Conclusion: 18F-FDG and 11C-PIB PET had a significant clinical impact in terms of change in diagnosis and treatment in patients with dementia in a developing country, similar to that reported in high-income countries.

Introduction

The expected increase in the prevalence of neurodegenerative diseases in the coming years will particularly affect low- and middle-income countries (1). In this context, it is imperative to evaluate the clinical impact of dementia biomarkers to gather relevant information for the construction of rational diagnostic algorithms.

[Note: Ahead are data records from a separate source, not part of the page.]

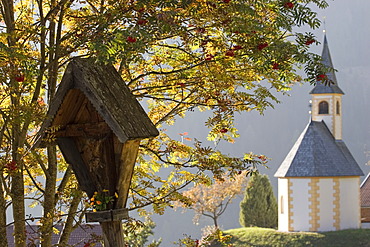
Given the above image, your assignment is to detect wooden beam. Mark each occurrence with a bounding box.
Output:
[85,208,128,222]
[55,122,112,137]
[116,140,140,208]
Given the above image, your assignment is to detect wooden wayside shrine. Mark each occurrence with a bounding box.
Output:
[38,58,159,247]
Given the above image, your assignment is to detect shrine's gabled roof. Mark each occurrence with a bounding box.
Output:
[310,35,344,94]
[275,121,363,177]
[36,58,159,143]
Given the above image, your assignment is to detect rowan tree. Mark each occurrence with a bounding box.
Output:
[175,171,248,228]
[0,0,327,247]
[239,173,278,228]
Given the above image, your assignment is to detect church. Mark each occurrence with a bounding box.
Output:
[275,35,364,232]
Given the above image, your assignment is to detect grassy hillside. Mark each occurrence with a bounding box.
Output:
[224,227,370,247]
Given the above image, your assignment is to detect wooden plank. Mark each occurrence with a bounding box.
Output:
[73,59,158,142]
[116,140,140,208]
[55,122,112,137]
[57,137,97,198]
[52,89,87,126]
[85,208,129,222]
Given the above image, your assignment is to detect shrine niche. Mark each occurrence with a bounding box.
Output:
[38,58,159,246]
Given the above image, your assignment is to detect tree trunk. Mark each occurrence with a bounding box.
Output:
[100,221,126,247]
[58,192,82,247]
[41,145,57,247]
[11,169,26,247]
[0,176,8,247]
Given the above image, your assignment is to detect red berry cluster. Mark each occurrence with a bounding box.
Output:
[284,2,294,9]
[5,160,18,171]
[14,75,24,82]
[316,74,326,81]
[126,36,136,43]
[257,43,269,51]
[304,39,316,45]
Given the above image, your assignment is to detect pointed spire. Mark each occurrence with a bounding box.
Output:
[310,31,344,94]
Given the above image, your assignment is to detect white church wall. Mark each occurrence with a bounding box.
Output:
[290,178,311,231]
[340,177,361,229]
[278,178,289,232]
[333,95,342,140]
[317,178,336,231]
[312,94,334,132]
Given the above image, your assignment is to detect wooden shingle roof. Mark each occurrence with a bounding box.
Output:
[40,58,159,143]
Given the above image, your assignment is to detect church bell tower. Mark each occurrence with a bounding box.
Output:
[310,35,344,140]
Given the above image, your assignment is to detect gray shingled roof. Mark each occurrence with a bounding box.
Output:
[275,121,364,177]
[310,35,344,94]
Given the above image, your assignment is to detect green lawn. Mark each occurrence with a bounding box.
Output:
[224,227,370,247]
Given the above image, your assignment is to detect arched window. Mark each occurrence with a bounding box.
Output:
[336,101,340,115]
[280,196,284,214]
[319,101,329,114]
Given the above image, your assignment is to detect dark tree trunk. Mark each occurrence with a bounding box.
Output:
[100,221,126,247]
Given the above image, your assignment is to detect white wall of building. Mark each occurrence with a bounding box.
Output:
[318,178,336,231]
[278,177,361,232]
[278,178,289,232]
[339,177,361,229]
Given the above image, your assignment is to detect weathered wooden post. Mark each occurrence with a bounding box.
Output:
[36,58,158,247]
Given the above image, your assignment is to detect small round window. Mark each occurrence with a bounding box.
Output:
[319,101,329,114]
[336,101,340,115]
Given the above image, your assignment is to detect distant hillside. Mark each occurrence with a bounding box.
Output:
[224,227,370,247]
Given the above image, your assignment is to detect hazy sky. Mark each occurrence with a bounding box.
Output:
[154,0,370,246]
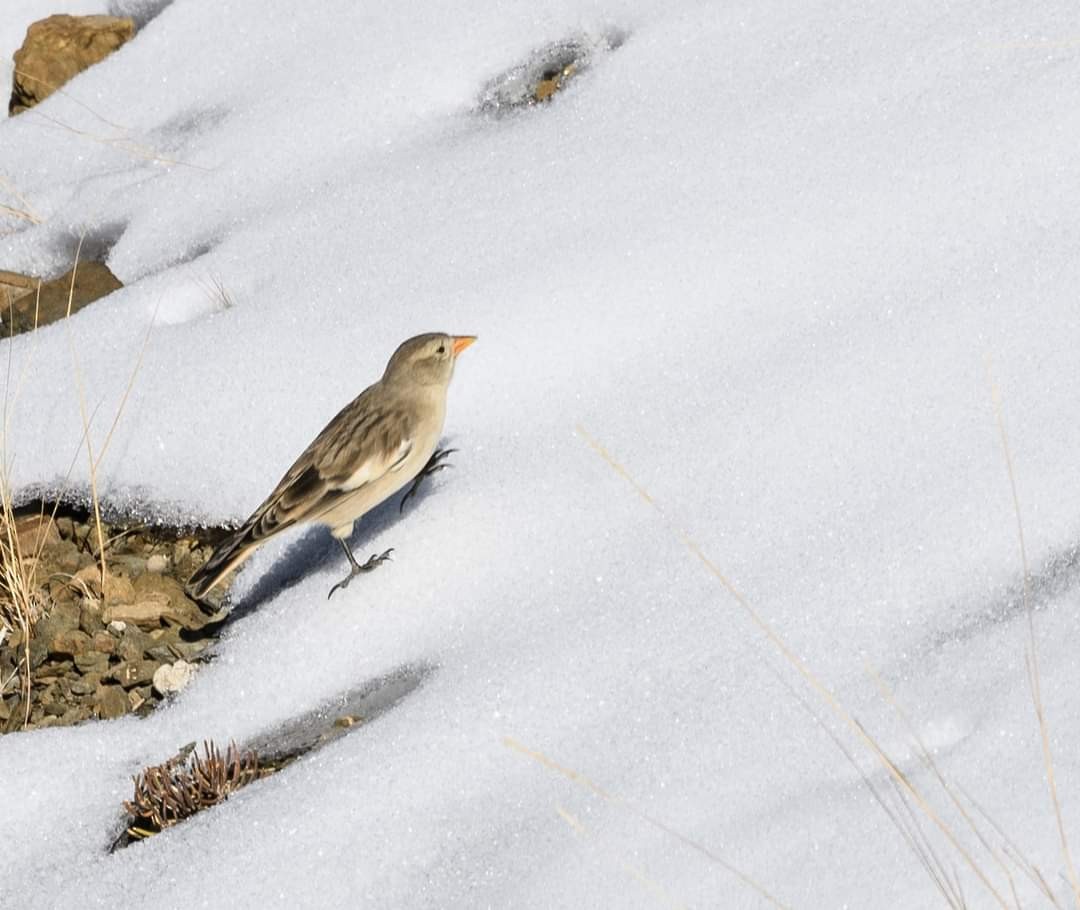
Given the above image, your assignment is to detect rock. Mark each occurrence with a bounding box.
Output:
[75,651,109,676]
[104,572,208,629]
[90,630,117,654]
[116,625,154,661]
[108,661,158,689]
[102,595,168,628]
[30,635,49,670]
[15,515,60,556]
[146,644,176,664]
[33,603,79,641]
[8,15,135,116]
[73,562,135,605]
[50,540,83,575]
[109,553,146,579]
[60,705,90,726]
[153,661,195,695]
[168,640,210,662]
[4,261,123,338]
[79,603,105,634]
[49,629,91,657]
[71,674,100,695]
[93,683,127,720]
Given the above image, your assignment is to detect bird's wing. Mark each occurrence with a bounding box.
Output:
[245,388,415,541]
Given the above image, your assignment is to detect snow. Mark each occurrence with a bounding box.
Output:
[0,0,1080,908]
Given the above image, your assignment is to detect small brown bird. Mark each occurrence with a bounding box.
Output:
[188,332,476,609]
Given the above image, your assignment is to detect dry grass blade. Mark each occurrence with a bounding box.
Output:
[22,108,213,173]
[555,805,687,910]
[986,358,1080,907]
[0,283,55,726]
[124,741,259,839]
[502,736,787,908]
[57,237,157,590]
[866,667,1020,906]
[577,425,1009,910]
[0,177,44,225]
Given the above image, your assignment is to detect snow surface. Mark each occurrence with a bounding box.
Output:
[0,0,1080,908]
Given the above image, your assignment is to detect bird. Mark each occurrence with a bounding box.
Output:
[187,332,476,613]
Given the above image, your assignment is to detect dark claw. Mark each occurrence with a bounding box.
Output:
[397,449,457,515]
[326,541,394,600]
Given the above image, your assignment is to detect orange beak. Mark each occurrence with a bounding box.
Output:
[450,335,476,357]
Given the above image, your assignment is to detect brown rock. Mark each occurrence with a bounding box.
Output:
[50,539,82,575]
[114,625,153,661]
[103,572,207,629]
[60,705,90,726]
[90,629,117,654]
[33,603,79,642]
[73,562,135,605]
[15,515,60,556]
[109,661,159,689]
[71,674,102,695]
[79,602,105,634]
[94,684,127,720]
[8,15,135,114]
[49,629,91,657]
[0,261,123,338]
[102,595,168,628]
[75,651,109,675]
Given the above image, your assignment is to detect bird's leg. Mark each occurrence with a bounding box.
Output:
[397,449,457,515]
[326,540,394,600]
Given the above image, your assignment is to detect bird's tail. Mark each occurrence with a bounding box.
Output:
[187,521,265,613]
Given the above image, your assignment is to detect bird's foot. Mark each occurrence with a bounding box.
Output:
[397,449,457,515]
[326,547,394,600]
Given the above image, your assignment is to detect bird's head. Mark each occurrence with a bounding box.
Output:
[382,331,476,385]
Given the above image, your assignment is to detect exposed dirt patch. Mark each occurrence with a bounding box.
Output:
[110,664,434,852]
[0,504,225,733]
[480,30,626,114]
[0,261,123,337]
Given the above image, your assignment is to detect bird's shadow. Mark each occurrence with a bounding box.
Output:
[218,442,451,630]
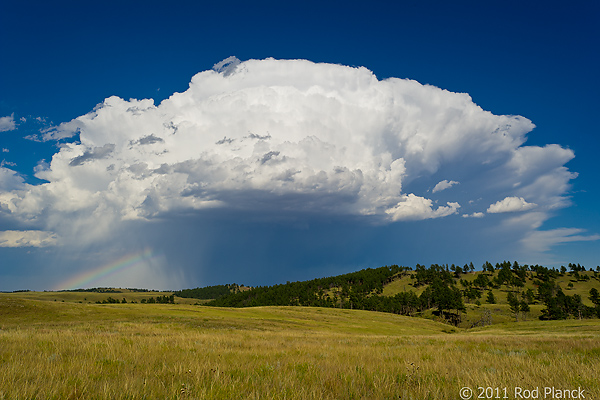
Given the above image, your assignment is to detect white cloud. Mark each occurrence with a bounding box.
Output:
[0,58,575,250]
[462,212,485,218]
[0,231,58,247]
[0,166,23,191]
[0,114,17,132]
[386,193,460,221]
[487,197,537,214]
[522,228,600,252]
[432,179,459,193]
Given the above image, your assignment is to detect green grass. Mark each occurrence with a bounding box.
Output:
[0,293,600,399]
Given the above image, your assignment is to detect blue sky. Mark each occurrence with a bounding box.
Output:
[0,1,600,290]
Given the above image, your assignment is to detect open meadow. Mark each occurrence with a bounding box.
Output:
[0,292,600,400]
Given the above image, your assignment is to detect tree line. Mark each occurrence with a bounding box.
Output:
[175,261,600,324]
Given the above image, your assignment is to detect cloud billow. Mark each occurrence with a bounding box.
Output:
[0,58,575,253]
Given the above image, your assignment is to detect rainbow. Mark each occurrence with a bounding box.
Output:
[54,249,153,290]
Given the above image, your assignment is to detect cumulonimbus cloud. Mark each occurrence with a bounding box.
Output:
[0,58,575,247]
[487,197,537,214]
[0,114,17,132]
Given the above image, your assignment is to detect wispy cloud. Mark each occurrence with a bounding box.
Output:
[522,228,600,252]
[432,179,459,193]
[0,231,58,247]
[487,197,537,214]
[0,114,17,132]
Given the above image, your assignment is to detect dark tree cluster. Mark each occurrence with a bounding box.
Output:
[173,283,240,300]
[206,264,465,323]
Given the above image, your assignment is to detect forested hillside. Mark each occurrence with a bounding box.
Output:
[175,261,600,324]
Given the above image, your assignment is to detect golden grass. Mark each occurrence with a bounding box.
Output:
[0,295,600,399]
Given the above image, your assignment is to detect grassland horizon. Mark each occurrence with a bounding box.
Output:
[0,292,600,399]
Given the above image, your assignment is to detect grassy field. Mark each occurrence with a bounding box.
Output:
[0,292,600,399]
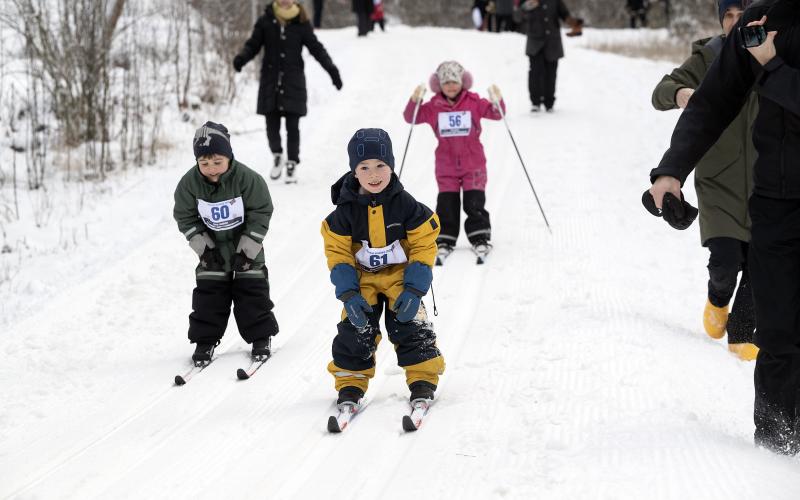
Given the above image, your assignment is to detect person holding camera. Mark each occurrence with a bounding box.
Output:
[652,0,758,361]
[520,0,583,113]
[643,0,800,455]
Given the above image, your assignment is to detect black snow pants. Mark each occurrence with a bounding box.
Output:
[706,238,756,344]
[436,189,492,246]
[749,195,800,455]
[528,50,558,109]
[189,267,278,344]
[267,112,300,163]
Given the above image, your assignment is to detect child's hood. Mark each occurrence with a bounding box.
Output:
[331,172,403,205]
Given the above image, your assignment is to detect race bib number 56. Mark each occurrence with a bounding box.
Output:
[439,111,472,137]
[197,196,244,231]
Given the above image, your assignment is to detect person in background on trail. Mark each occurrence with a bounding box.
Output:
[314,0,325,29]
[172,122,278,364]
[643,0,800,455]
[625,0,650,28]
[494,0,514,33]
[653,0,758,361]
[472,0,489,31]
[403,61,505,263]
[321,128,445,410]
[233,0,342,183]
[352,0,375,36]
[369,0,386,31]
[521,0,583,112]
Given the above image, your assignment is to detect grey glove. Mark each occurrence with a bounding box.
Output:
[189,233,217,257]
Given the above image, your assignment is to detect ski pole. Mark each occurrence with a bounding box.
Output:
[397,84,425,179]
[489,89,553,234]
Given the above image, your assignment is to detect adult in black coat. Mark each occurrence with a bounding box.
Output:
[233,0,342,182]
[521,0,583,111]
[353,0,375,36]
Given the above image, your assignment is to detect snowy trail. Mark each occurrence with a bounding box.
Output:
[0,27,800,499]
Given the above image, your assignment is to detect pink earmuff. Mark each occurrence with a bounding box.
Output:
[428,70,472,94]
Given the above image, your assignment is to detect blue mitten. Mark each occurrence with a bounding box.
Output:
[331,264,361,302]
[393,289,422,323]
[340,292,372,330]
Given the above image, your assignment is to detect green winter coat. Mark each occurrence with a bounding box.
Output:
[172,160,272,279]
[653,36,758,246]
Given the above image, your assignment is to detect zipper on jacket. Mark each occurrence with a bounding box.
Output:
[781,108,786,198]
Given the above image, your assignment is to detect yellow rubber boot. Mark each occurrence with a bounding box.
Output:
[703,299,728,339]
[728,342,758,361]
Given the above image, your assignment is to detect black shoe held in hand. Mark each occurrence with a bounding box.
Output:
[642,190,698,230]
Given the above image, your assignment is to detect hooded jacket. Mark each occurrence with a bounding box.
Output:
[653,36,758,245]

There is a considerable amount of evidence supporting the clinical use of 18F-FDG PET in the evaluation of patients with cognitive impairment (2, 3). This information has led to the incorporation of 18F-FDG into clinical and research guidelines in dementia (4, 5). In the last 15 years, PET with amyloid tracers has also gained ground in the field, becoming one of the leading amyloid biomarkers (5, 6).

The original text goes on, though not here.